Human IL-1α ELISA Kit
Please note that the price provided is for your reference only. For detailed pricing information, please contact our seller, Vecent. It is important to emphasize that the information is based on the original text, but the content generated will be highly similar but not identical to the...
Description
| SKU-Pack Size | Availability | Price |
| abs551001-96T | 4 weeks | $450.00 |
Please note that the price provided is for your reference only.

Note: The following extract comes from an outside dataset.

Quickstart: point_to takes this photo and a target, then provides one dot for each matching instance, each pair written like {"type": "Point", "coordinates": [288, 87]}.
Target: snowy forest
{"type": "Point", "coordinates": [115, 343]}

For detailed pricing information, please contact our seller, Vecent. It is important to emphasize that the information is based on the original text, but the content generated will be highly similar but not identical to the original.
Testing Principle:The double antibody sandwich ELISA technique is utilized in this kit to detect human IL-1α. Specifically, a capture antibody designed to target human IL-1α is already placed onto a conjugate plate. Sample standards, as well as test samples and detection antibodies labeled with biotin, are added sequentially into the HRP-plate wells. The IL-1α present in the samples gets bound to the solid-phase and detection antibody after a two-hour incubation process at room temperature. Following thorough washing to get rid of any free or unbound components, horseradish peroxidase labeled streptavidin-HRP (SA-HRP) is introduced. After another round of washing, TMB color substrate is added, and the resulting mixture is incubated in the dark to allow color development with the depth of the color equal to the concentration of IL-1α in the sample. The termination solution halts the reaction, and the absorbance value is recorded at a detection wavelength of 450 nm (with correction wavelength 570-630 nm) using a microplate analyzer.
Detection type:Double sandwich enzyme immunoassay
Form: pre-coated 96-well plate
Sample type: Cell culture supernatant, Serum, Plasma
Sample quantity:100 μl
Kit composition:The 96-well plate is pre-coated and comes with a sealing plate membrane. It includes standards for measuring IL-1α antibodies. To dilute the standards, you can use the standard diluent. For the test samples, a specific buffer is provided. To detect the IL-1α antibodies, an SA-HRP solution is used. The TMB color substrate is employed for the development of color in the assay. Additionally, there is a sample activation fluid provided to activate the samples before analysis. For cleaning the plate, a scrubbing solution is available. Finally, the reaction can be stopped using the provided stop buffer.
Sensitivity:0.52 pg/mL
Detection range: 7.81-500 pg/mL
Recovery rate: 81-106%
Storage:2-8℃
The standard curve:

Background:
IL-1 is a peptide that weighs 17kDa and is found outside the cells. It is composed of two proteins called IL-1α and IL-1β. In humans, IL-1α is encoded by a gene called IL1A. This gene is responsible for producing IL-1α, which is mainly released by activated macrophages, neutrophils, epithelial cells, and endothelial cells. IL-1α has various functions including metabolic, physiological, and hematopoietic activities. Its primary role is to regulate the immune response, making it a crucial player in the body's defense system.
HAX1 and NDN are two proteins that can interact with IL-1α, though their clinical relevance is not as significant as the synergistic effect between IL-1α and TNF. These two cytokines, IL-1α and TNF, are both classified as acute phase cytokines, playing a crucial role in inducing fever and inflammation in the body.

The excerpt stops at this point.